Skin-tight spandex. Heavy breathing. The whoosh of tires against the asphalt. Cheering crowds. The fourth annual Mission Crit fixed-gear bike race is returning to the Mission District this Saturday, with a slew of international competitors joining the pack for their chance to win glory.
For many, a bike race means something about climbing mountains in France, a dude named Lance Armstrong, and some sort of drug drama. While the Tour de France is a stellar sport in its own right, for those looking for a serious local adrenaline rush, your hunt is over with Mission Crit. Unlike the Tour de France — where bikes are feats of exemplary engineering costing upwards of $10,000 — Mission Crit is a fixed-gear “fixie” bike race, which means one gear, drop handlebars for aerodynamics, and most fun of all: no brakes. These pedals never stop turning, which means that for forty minutes, every rider participating is spinning their legs at top speed.
As if the bikes themselves aren’t challenging enough to ride, the course offers up its own test. The City of San Francisco grants approval for this event, and closes off a triangular stretch of the Mission near the SFSPCA. With this shape, there is room for two super technical hairpin turns, which test the cyclists’ skill and resolve as they speed around the corners brakeless.
The final course will look like this:
While many high-stakes sports feature trained athletes or sports teams, fixie bike racing is one contest where the playing field is pretty level. Bike messengers compete against professional road racers, and a fair share of people who’ve never competed before will line up for a spot in the group. As is customary with fixie criteriums, a qualifying trial will take place prior to the race, to determine whose fast enough to play. The women’s race will take place at 8 p.m., and the men’s at 9 p.m.

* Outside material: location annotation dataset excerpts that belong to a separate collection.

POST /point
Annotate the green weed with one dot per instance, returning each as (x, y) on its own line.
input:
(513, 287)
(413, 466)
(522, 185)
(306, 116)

The rules are simple: once a rider is “lapped” (passed by someone in the lead) they’re out of the race. In the forty minutes it takes for the race to play out, the group of participants gets smaller, the speed rises, the crowd starts getting rowdy, and towards the end, everyone is screaming and yelling for their cyclist of choice to get across the finish line first.
“The race is a fun and exciting event for the athletes and the community,” says Mission Crit founder James Grady. “Ultimately our goal is to promote cycling, and to show that fun stuff still happens in San Francisco while encouraging inclusion and diversity in sport.”
If this sounds fun to you, show up early. Last year more than 1,500 spectators rolled up (PBR and burritos in tow) and way more are anticipated for this year’s race.
The whole shebang will go down on Saturday, April 22, from 7 p.m. to 10 p.m. at Harrison and 17th streets. We’ll see you there.